Oh, yeah, say relationship experts who believe that taking a breather from all sex, or from just intercourse, can rev up desire, promote greater intimacy (if you spend the time doing other things), and lead to new avenues of mutual pleasure."For long-term partners, sex becomes convenient, like going to the refrigerator and grabbing something to eat," says Carol Kaplan, a marriage and family counselor in Monterey, Calif. "Sometimes by going straight for the dessert, we forget about the meal."
If sex is the dessert, the meal is everything else that deepens your relationship and strengthens your bond.

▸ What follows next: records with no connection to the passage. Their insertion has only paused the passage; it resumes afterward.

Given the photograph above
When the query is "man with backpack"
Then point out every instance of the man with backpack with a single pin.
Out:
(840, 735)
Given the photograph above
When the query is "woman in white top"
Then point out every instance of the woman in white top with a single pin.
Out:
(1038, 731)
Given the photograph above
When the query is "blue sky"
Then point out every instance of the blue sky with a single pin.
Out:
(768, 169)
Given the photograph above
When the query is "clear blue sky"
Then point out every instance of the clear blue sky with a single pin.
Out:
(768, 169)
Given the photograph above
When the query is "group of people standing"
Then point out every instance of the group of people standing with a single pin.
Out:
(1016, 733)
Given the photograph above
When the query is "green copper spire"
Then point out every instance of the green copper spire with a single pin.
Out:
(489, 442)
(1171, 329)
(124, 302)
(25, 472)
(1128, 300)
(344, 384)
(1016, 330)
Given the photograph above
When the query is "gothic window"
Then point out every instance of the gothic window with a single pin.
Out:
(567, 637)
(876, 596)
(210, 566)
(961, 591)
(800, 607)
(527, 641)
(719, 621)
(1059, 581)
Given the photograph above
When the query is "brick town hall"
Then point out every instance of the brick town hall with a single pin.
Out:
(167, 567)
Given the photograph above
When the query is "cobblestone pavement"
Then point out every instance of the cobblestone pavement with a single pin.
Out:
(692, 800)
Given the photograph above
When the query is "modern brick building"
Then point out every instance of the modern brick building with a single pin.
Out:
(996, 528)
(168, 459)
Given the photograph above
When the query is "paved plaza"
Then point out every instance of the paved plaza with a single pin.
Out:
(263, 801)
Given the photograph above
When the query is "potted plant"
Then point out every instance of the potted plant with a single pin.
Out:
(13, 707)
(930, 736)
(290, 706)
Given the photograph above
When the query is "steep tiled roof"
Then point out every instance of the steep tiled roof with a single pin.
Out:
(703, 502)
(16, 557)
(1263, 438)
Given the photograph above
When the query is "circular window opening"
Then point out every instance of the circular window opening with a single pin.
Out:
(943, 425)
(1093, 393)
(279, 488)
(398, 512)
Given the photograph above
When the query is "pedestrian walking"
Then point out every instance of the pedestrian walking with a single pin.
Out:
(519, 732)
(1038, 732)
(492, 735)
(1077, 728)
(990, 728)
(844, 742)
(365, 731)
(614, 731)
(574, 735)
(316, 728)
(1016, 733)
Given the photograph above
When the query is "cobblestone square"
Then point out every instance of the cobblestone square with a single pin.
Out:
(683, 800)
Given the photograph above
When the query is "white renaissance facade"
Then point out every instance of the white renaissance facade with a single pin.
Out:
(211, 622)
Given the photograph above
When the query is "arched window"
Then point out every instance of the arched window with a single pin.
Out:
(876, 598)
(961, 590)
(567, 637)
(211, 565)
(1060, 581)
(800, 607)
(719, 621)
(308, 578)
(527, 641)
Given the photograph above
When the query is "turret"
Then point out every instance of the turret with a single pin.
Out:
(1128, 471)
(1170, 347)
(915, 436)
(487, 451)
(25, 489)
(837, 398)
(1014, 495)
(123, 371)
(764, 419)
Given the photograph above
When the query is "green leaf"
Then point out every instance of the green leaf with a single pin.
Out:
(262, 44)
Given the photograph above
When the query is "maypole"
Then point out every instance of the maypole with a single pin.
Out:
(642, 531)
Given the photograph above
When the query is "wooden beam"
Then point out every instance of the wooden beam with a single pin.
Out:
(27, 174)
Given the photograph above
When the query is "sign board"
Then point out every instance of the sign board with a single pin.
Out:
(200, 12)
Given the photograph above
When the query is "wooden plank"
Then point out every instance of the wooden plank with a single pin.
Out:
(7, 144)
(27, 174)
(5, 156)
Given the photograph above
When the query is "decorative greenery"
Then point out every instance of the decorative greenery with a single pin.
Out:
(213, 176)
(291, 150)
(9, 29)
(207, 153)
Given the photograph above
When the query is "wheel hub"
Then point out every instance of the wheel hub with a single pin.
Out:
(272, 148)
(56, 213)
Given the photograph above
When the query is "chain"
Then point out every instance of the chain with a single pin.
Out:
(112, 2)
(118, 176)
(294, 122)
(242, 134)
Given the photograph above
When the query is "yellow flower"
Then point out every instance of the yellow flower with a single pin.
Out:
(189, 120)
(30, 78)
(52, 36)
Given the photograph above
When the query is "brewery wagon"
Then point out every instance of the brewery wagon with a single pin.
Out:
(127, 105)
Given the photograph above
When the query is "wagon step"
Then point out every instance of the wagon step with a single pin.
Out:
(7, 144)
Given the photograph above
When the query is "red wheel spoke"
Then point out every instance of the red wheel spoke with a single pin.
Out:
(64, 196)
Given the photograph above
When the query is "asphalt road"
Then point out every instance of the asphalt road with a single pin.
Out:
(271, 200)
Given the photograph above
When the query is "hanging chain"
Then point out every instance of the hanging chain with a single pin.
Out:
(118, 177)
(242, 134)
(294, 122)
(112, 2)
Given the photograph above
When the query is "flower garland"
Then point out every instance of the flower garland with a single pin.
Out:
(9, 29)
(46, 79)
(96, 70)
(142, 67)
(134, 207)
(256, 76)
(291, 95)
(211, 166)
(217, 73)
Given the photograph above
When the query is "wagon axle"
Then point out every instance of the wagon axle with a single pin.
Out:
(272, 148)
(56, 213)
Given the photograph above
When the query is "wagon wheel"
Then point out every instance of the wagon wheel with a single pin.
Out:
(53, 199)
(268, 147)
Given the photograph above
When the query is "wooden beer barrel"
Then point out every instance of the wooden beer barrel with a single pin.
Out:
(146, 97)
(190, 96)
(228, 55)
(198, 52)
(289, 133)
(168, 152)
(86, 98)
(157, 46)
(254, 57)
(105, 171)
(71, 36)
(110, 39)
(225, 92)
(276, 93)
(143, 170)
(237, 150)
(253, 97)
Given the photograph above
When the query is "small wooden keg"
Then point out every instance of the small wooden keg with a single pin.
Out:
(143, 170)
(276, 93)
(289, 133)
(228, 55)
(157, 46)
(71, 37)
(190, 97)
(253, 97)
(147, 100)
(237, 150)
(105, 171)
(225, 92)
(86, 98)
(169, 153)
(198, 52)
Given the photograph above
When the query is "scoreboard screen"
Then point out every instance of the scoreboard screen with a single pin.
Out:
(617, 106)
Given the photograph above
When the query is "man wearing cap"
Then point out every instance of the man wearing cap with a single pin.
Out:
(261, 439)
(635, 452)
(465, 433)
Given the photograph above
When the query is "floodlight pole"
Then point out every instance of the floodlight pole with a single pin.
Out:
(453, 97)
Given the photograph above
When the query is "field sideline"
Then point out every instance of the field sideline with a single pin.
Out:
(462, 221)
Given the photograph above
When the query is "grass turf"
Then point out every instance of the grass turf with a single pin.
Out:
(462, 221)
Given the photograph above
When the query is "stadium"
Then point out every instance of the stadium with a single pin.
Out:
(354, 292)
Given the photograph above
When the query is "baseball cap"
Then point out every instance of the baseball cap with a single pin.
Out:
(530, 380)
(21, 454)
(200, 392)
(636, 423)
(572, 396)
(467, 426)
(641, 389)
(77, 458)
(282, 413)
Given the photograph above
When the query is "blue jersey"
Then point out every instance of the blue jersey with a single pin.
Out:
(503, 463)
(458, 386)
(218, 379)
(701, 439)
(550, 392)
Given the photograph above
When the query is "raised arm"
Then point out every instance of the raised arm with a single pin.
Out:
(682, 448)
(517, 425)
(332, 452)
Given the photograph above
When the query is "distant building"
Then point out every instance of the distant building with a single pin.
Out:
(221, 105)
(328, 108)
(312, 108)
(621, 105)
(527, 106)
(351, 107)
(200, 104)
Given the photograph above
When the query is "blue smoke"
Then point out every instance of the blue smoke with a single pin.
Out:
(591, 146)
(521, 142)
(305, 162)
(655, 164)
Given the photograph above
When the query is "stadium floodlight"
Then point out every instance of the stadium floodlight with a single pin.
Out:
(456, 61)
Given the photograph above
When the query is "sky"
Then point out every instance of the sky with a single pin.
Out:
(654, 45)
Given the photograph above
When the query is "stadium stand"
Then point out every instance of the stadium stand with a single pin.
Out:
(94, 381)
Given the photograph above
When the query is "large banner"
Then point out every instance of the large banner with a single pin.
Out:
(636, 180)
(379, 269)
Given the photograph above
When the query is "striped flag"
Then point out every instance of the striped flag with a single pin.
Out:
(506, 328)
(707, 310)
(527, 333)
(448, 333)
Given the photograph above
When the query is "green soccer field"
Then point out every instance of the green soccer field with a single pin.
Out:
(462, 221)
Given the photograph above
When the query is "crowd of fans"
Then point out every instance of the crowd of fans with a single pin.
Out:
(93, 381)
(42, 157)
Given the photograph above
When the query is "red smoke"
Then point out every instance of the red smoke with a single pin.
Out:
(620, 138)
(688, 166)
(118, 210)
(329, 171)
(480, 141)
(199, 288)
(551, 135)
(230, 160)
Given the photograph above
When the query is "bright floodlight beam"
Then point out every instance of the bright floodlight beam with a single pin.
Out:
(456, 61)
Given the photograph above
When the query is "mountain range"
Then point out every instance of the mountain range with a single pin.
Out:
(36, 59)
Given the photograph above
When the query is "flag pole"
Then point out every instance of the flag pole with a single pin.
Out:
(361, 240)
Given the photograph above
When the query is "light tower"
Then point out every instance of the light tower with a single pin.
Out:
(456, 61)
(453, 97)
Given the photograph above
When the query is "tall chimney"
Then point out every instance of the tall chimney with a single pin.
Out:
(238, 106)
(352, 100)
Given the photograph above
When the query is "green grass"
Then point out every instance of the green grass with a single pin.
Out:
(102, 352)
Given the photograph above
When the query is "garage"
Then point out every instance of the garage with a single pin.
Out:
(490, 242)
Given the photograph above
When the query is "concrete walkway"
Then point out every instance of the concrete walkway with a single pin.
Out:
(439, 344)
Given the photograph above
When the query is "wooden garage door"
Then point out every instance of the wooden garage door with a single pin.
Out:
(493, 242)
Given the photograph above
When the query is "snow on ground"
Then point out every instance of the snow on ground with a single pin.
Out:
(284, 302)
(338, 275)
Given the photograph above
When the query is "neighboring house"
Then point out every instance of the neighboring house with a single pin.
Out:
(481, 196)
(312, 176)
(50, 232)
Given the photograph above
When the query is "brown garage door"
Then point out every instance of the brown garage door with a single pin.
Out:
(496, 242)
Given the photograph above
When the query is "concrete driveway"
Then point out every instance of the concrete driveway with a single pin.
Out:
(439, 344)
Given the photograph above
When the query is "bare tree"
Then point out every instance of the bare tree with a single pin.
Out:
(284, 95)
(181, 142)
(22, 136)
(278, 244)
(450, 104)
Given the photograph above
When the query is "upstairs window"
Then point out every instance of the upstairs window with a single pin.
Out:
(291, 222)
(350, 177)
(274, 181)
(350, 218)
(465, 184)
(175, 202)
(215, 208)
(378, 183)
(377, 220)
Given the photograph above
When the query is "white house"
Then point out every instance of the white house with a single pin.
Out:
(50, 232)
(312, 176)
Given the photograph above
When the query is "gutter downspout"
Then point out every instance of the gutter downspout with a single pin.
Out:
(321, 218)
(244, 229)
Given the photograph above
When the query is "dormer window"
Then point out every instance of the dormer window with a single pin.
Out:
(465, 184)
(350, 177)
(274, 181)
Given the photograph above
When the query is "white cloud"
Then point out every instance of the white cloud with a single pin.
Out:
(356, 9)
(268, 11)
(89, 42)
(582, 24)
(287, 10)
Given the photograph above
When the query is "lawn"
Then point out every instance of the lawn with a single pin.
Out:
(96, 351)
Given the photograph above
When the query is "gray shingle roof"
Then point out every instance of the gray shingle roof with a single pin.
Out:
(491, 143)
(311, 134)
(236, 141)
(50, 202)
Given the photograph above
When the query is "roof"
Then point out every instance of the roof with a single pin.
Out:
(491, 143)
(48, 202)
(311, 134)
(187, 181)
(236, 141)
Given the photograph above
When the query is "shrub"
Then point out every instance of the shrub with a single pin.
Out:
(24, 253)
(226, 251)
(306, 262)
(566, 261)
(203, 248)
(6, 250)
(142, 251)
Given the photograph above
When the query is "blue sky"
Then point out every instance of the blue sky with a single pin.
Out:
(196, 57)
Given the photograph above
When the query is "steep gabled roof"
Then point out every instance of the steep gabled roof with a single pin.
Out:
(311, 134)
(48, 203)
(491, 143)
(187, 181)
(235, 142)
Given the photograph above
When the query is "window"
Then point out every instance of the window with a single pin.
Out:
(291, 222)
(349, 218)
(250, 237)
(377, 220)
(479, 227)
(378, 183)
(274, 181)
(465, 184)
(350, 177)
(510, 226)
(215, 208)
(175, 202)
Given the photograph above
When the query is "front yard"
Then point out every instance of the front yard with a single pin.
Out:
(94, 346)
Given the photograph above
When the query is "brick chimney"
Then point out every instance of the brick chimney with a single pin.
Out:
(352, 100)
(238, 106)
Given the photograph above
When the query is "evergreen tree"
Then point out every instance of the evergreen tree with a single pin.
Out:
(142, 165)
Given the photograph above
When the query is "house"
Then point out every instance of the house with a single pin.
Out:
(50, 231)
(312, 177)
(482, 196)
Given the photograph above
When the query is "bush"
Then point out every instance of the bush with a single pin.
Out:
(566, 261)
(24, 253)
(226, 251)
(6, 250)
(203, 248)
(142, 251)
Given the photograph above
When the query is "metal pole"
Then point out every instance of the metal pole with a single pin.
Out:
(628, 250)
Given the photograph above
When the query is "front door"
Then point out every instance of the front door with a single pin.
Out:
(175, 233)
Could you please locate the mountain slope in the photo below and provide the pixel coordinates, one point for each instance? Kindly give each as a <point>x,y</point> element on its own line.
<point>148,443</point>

Sex and marriage counselors have long used the sex moratorium as a way to see what's going on in a relationship. Is he pressuring himself to perform? Is she getting the hugs and kisses she wants? Are they having sex because they think it's something they should do?
Kevin Gogin, a marriage and family counselor practicing in San Francisco, says the bedroom is a "microcosm" of the relationship as a whole. Change the dynamic there, and you learn a lot about patterns of relating and communicating.
Even a couple that feels they have a fun and fulfilling sex life unburdened by large problems can benefit from a break.
A moratorium, writes Jack Morin, Ph.D., in The Erotic Mind: Unlocking the Inner Sources of Passion and Fulfillment, allows you to gain "fresh perspective" and detach yourself from "well-worn habits" that prevent experimentation.
You are voluntarily creating an environment of uncertainty that is usually the framework for discovery, he writes.
Hold Out for Hotter Stuff
There is nothing wrong with a few well-worn habits. But the same old, same old can get stale, even with sex.
A moratorium on sex "creates a little more tension, a little more desire," says Kaplan.
Be careful what you ask for.
You don't want your request to come out like this, "I'd like to not have sex for a while..." Convey the things you'd like to do instead, not the things you don't want to do.
Be clear about your goals.
If her aim is to explore Oriental and Swedish massage and his aim is to have sex in every way he can think of but intercourse, these lab partners may be off on wildly different experiments.
Abstaining for one or two weeks is plenty, says Kaplan. This isn't punishment or penitence; it's part of your journey of discovery.
Communicate your desires.
Abstinence may make the heart grow fonder, but don't let the prospect of a little pent-up desire move your decision. A better relationship and improved communication is still the best motivator. A moratorium can be an excellent tool in getting there.
Don't recognize failure.
What if you violated the moratorium, broke down and had wild sex. So what? Nothing's lost and everything is gained, says Kaplan. You've just found a way to enhance your pleasure, and that was the goal in the first place.